At the “free” table, fabric scraps, books and magazines await the taking.
“I don’t go over there,” says Carol Fogle Grant, motioning to the free table and wryly suggesting a habit of collecting too much through the years. “I don’t want anything else in my house.”
Grant, 68, who oversees publicity for the guild, once brought an unfinished crocheted comforter started by someone else to the free table. She brought it in as a favor, uncertain what would become of it. Log Cabin quilter Marilyn Seats picked it up, finished it and then incorporated quilting into it, awing Grant and delighting the family of the woman who had originally started it, who had recently died.
Quick and creative
Pauleen Kaiser, a 64-year-old guild member who organized the Binky Patrol service project, is pleased with the number of quilts turned in, saying the guild was aiming to donate 100 quilts to the charity and far surpassed that number.
Sharon Cerovski, co-organizer of the cancer center service project, says the quilts “are smaller than what most of us normally do.”
“It’s fun to make those little, creative quilts.
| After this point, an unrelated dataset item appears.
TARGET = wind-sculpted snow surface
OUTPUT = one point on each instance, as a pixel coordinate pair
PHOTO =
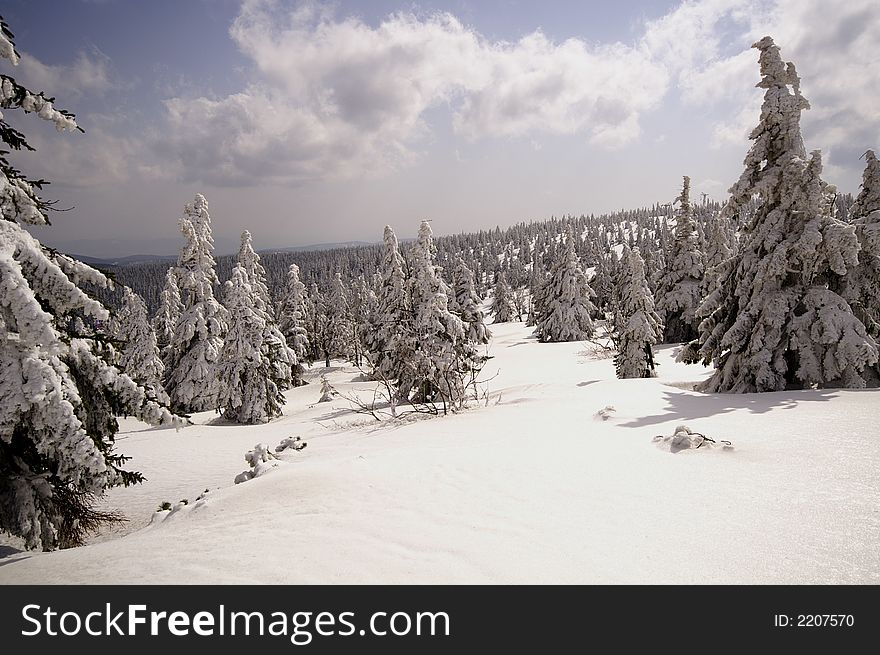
(528, 489)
And you can whip right through them, just like that,” she says, snapping her fingers.
Standing on stage, the Cancer Center’s marketing manager, Lynne Emons Corbus, motions to the quilts that cover several rows of chairs and says, “I see what you do, and I’m absolutely awed.”
When she says she might join the group if they will teach her how to make a quilt, there is thunderous applause, showing just how much these talented quilters adore their craft. Good thing, because the group has already chosen its 2019 recipient of quilts: Western Michigan University’s Seita Scholars program, for college students who have aged out of foster care.